Essas técnicas de pesca de tubarão são indiscriminadas; um estudo anterior na Fisheries Research, no qual Spaet participou, mostra que os pescadores têm como alvo áreas de viveiros rasos e capturam centenas de tubarões. "Eles basicamente acabam com uma geração inteira em um dia", diz ela, acrescentando que os tubarões-martelo e as populações de tubarões-de-cauda-dura foram particularmente atingidos por essa prática.

Muitas dessas capturas acabaram no mercado de peixe, onde ela fez pesquisas. Spaet diz que teve que passar por poças de sangue misturadas com o petróleo dos carros, com carcaças de tubarões dispostas à venda no solo sob o sol ardente da Arábia Saudita. "O cheiro do mercado de peixe é inacreditável", diz ela.

Bond diz que as evidências mostram que os tubarões se saem melhor em áreas marinhas protegidas, seja devido à colheita menos direta do peixe ou se isso significa que eles se beneficiam de uma base maior de presas nessas áreas. Embora a Arábia Saudita tenha regras contra a pesca de tubarões, é importante começar a aplicá-las imediatamente em vez de cinco ou dez anos, diz ele.

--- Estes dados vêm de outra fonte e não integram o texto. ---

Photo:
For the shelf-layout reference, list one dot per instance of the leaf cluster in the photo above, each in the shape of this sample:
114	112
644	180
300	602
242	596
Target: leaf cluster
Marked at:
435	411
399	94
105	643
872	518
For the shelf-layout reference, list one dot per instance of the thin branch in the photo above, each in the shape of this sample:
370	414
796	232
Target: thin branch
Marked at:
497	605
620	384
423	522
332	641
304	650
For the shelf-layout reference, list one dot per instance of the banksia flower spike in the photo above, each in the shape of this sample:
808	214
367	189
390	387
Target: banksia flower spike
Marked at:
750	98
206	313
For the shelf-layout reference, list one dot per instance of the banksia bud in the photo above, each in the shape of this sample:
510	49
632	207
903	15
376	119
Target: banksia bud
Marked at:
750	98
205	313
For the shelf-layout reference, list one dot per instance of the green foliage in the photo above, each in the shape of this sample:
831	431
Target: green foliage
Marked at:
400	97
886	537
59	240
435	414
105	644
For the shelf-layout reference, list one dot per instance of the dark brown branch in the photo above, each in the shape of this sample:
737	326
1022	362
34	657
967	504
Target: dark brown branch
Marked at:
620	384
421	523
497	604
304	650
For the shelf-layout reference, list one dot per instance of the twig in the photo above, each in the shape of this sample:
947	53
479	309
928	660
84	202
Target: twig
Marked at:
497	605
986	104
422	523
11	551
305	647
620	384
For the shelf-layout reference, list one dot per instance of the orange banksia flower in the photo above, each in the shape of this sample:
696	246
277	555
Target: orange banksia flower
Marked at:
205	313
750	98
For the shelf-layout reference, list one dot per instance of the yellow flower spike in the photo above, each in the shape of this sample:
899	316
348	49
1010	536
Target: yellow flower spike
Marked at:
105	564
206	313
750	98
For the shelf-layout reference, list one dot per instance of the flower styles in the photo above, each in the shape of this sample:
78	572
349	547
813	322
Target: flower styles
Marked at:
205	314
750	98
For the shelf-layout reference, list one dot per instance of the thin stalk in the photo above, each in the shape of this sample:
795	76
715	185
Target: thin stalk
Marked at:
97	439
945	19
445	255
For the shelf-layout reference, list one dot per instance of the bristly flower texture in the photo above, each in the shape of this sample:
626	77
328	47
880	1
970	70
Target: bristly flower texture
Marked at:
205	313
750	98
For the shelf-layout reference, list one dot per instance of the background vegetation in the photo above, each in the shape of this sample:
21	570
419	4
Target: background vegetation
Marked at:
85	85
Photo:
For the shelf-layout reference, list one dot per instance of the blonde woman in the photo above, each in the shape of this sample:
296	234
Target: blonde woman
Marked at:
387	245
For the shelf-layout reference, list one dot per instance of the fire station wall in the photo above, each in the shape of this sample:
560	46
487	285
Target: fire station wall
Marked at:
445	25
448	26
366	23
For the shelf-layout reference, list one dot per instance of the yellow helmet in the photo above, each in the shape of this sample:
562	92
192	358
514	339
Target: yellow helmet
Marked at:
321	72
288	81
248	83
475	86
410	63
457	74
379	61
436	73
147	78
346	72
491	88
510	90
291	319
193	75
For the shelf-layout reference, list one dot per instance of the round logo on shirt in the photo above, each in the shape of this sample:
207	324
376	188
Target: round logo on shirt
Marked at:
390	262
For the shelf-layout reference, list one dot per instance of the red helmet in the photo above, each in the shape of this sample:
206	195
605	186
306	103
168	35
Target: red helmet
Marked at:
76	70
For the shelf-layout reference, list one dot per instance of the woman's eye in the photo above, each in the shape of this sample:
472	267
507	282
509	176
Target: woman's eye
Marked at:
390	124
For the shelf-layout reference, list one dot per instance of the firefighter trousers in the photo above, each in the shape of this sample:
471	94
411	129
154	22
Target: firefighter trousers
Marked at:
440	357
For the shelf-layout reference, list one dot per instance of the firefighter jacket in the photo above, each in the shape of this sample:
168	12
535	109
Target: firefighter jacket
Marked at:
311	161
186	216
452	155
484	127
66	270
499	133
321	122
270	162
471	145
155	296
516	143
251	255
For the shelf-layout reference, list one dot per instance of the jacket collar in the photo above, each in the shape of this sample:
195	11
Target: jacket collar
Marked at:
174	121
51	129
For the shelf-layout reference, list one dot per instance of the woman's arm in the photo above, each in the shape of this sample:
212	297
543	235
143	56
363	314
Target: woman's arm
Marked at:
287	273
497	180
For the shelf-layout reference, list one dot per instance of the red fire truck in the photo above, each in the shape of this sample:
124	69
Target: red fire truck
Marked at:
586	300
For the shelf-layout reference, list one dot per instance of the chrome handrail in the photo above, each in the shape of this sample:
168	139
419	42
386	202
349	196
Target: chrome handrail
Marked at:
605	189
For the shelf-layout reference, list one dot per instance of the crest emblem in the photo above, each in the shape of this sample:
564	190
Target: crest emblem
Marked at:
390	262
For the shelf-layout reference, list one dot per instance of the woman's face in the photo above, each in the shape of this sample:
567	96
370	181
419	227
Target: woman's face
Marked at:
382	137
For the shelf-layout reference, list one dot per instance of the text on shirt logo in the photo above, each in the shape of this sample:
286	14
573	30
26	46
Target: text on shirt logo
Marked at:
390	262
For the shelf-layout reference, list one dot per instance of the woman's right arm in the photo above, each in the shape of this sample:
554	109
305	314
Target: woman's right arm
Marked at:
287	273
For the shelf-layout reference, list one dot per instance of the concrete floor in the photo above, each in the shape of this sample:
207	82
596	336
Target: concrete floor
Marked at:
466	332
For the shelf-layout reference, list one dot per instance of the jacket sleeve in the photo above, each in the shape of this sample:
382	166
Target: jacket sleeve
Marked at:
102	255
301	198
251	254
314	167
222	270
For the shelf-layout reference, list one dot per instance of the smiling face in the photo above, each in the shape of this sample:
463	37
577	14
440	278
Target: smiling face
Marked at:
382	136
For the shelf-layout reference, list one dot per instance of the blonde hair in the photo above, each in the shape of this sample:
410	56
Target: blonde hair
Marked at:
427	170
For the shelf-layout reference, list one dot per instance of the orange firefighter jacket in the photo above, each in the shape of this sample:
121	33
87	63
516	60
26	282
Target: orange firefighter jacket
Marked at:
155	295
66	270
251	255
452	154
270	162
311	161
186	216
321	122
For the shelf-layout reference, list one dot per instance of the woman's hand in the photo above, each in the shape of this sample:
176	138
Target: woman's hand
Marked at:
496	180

Spaet diz que as leis seriam relativamente simples de aplicar, porque a guarda costeira saudita já verifica a maioria dos barcos que entram e saem para o porto. Mas pode ser tarde demais: ela acredita que várias espécies já podem estar condenadas. “Eu acho que [nosso estudo] mostra claramente que se reduzirmos a pesca no lado saudita, teríamos a chance de recuperar pelo menos algumas das espécies.”